The field of automatic speech recognition (ASR) is now dominated by the end-to-end (E2E) models that directly map speech to text. In this talk, the presenter will give an overview of the E2E ASR models and introduce the recent progress from an industry perspective. To design an E2E model that has high accuracy and low latency, a masking strategy was applied to Transformer Transducer. He will discuss technologies that can use text-only data for general model training through pretraining and adaptation to a new domain through augmentation and factorization. Our presenter will also discuss how to build multilingual ASR models to serve all the users. Then, he will extend E2E modeling for streaming multi-speaker ASR and finally ending the talk with some new research opportunities he can explore.

Biography

Melissa HandaJinyu Li (M’08, SM’21) received the B.E. and M.E. degrees in electrical engineering and information system from University of Science and Technology of China, Hefei, China, in 1997 and 2000, respectively. He received the Ph.D. degree in electrical and computer engineering from Georgia Institute of Technology, Atlanta, GA, USA in 2008.

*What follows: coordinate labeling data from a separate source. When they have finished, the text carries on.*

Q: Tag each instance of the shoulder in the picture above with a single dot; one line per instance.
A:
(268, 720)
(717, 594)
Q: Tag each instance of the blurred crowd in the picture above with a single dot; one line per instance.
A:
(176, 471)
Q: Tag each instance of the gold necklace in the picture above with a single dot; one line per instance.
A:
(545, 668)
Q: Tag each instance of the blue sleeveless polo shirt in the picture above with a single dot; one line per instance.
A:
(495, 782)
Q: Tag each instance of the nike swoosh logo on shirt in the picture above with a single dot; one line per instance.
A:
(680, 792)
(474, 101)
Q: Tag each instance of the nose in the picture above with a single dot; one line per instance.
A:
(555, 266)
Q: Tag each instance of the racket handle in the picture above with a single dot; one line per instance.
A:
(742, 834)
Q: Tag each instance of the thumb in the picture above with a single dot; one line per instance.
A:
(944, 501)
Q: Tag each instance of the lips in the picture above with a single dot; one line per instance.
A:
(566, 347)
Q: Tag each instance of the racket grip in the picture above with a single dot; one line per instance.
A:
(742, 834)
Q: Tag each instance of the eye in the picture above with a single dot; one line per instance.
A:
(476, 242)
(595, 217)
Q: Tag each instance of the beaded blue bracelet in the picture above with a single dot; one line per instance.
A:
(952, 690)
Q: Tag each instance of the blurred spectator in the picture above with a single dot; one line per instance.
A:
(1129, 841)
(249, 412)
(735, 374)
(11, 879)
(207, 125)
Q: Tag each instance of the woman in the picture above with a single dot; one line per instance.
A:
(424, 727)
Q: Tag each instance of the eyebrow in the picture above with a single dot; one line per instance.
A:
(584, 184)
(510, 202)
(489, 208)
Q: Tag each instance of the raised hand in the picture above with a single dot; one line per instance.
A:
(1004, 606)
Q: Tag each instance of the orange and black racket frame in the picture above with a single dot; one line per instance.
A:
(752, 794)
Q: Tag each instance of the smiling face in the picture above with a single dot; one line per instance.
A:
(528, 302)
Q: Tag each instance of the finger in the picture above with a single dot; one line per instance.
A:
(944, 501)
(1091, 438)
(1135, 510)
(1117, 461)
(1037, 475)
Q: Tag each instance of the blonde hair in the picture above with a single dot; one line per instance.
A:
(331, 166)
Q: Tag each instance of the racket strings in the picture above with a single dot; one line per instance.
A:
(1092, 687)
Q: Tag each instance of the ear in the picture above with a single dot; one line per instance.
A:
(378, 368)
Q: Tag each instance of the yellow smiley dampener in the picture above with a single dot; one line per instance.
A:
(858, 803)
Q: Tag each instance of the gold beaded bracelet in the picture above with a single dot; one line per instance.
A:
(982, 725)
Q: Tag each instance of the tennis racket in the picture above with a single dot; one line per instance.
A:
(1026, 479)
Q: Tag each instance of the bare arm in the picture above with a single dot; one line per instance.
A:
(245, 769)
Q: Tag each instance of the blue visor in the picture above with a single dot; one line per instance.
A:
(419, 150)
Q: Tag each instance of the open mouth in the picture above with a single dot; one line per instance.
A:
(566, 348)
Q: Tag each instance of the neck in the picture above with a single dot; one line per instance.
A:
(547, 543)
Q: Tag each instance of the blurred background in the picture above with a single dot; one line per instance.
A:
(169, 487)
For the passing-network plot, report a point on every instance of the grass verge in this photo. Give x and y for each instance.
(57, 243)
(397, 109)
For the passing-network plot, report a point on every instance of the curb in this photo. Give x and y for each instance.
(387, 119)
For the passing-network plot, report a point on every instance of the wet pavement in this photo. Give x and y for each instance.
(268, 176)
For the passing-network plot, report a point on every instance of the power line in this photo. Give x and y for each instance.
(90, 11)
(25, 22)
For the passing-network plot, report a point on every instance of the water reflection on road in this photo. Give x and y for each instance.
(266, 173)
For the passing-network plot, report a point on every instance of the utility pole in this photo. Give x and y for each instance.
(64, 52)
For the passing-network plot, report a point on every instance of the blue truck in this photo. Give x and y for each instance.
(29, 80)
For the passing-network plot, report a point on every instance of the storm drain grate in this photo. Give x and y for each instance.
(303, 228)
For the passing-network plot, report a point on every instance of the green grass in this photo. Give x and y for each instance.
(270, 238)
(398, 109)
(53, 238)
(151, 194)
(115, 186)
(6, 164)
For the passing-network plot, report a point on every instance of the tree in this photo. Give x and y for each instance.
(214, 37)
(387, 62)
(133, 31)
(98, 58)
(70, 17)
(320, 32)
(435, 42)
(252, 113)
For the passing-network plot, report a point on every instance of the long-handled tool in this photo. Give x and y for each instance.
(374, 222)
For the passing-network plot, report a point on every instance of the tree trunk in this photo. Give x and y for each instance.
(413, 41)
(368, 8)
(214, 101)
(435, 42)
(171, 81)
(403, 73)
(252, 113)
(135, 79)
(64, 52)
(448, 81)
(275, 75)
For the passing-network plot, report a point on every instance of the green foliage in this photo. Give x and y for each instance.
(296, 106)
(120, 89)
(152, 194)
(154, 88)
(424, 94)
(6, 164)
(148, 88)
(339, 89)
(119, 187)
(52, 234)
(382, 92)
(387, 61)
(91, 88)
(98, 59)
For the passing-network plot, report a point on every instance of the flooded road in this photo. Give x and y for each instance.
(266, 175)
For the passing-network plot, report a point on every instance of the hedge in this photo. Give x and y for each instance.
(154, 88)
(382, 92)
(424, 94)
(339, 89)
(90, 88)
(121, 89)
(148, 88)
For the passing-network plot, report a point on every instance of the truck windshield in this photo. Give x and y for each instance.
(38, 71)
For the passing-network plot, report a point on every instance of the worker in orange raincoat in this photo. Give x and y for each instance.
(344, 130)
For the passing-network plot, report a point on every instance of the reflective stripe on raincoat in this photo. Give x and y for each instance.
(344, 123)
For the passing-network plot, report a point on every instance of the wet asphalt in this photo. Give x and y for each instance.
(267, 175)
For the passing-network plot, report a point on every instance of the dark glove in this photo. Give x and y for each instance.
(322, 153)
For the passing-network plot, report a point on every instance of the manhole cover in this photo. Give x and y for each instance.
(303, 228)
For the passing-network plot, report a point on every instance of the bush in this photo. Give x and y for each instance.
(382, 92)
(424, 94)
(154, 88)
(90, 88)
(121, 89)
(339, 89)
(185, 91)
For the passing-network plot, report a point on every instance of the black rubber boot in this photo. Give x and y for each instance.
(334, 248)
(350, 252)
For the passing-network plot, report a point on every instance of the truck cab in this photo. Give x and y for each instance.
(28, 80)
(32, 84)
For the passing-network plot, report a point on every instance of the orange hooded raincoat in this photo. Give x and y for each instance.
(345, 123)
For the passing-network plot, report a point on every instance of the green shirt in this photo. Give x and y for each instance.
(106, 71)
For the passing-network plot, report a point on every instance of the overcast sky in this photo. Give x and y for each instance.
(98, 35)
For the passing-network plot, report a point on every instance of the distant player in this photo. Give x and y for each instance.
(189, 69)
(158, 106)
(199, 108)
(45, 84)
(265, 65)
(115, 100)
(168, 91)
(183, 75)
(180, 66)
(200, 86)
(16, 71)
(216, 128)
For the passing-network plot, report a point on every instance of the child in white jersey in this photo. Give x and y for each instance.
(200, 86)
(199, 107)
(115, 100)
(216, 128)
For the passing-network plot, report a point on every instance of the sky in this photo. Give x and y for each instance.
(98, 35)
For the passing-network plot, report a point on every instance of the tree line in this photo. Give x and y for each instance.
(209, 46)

He currently serves as a Partner Applied Science Manager for Microsoft, Redmond, WA, USA since 2008 and leads a dynamic team dedicated to designing and enhancing speech modeling algorithms and technologies. Their aim is to ensure that Microsoft products maintain cutting-edge quality within the industry. From 2000 to 2003, he was a Researcher in the Intel China Research Center and Research Manager in iFlytek, China. His diverse research areas include end-to-end modeling for speech recognition and speech translation, deep learning, acoustic modeling, and noise robustness.

 Dr. Li has been a member of IEEE Speech and Language Processing Technical Committee since 2017. He also served as the associate editor of IEEE/ACM Transactions on Audio, Speech and Language Processing from 2015 to 2020. He was awarded as the Industrial Distinguished Leader at Asia-Pacific Signal and Information Processing Association (APSIPA) in 2021 and APSIPA Sadaoki Furui Prize Paper Award in 2023.